Models with `Parameter`s or `StateVariable`s must be preprocessed before they can be passed through `jax.jit`, because variable objects are not JAX PyTrees or array types.

The simplest approach is to replace `jax.jit` with `pz.variable_jit`, which wraps `jax.jit` so that it correctly updates variable values. `pz.variable_jit` should be a drop-in replacement for `jax.jit` and allows variables to be contained in any of the function arguments.

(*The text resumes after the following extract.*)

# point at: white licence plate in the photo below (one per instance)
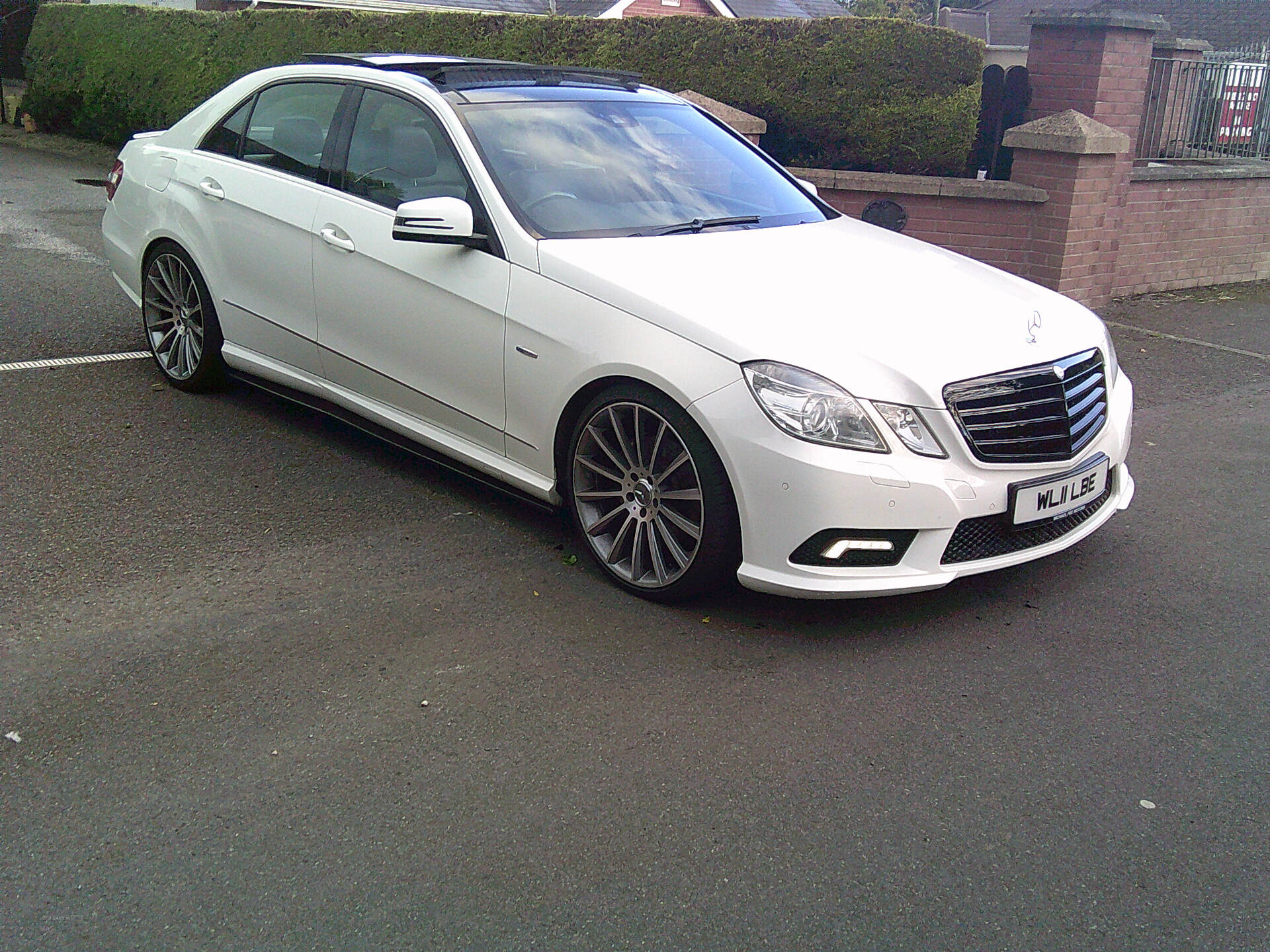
(1054, 495)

For more control, you can also "unbind" the variables and manipulate them using a functional interface. For instance:

```python
# Extract all variables:
model_without_vars, all_vars = pz.unbind_variables(model)

# Freeze cell states, obtaining a JAX PyTree of cell values
frozen_vars = [var.freeze() for var in all_vars]

# Call the model in a functional style and get updated states (safe to run under
# jax.jit or any other function transformation):
output, new_vars = model_without_vars.call_with_local_vars(
  input, frozen_vars
)

# (Optional) Update the original vars:
for k, var in vars.items:
  var.value = new_vars[k].value
```


### Loading pretrained transformers

The V2 API includes a new transformer implementation with support for additional transformer variants. If you are using the v1 Gemma model, you will need to change how you load it:

```python
# Old
from penzai.deprecated.v1.example_models import gemma
model = gemma.model_core.GemmaTransformer.from_pretrained(flax_params_dict)
# (model is an instance of GemmaTransformer)

# New
from penzai.models.transformer import variants
model = variants.gemma.gemma_from_pretrained_checkpoint(flax_params_dict)
# (model is an instance of TransformerLM)
```

Additionally, the types of various model components have changed to become more generic (e.g. `TransformerFeedForward` instead of `GemmaFeedForward`).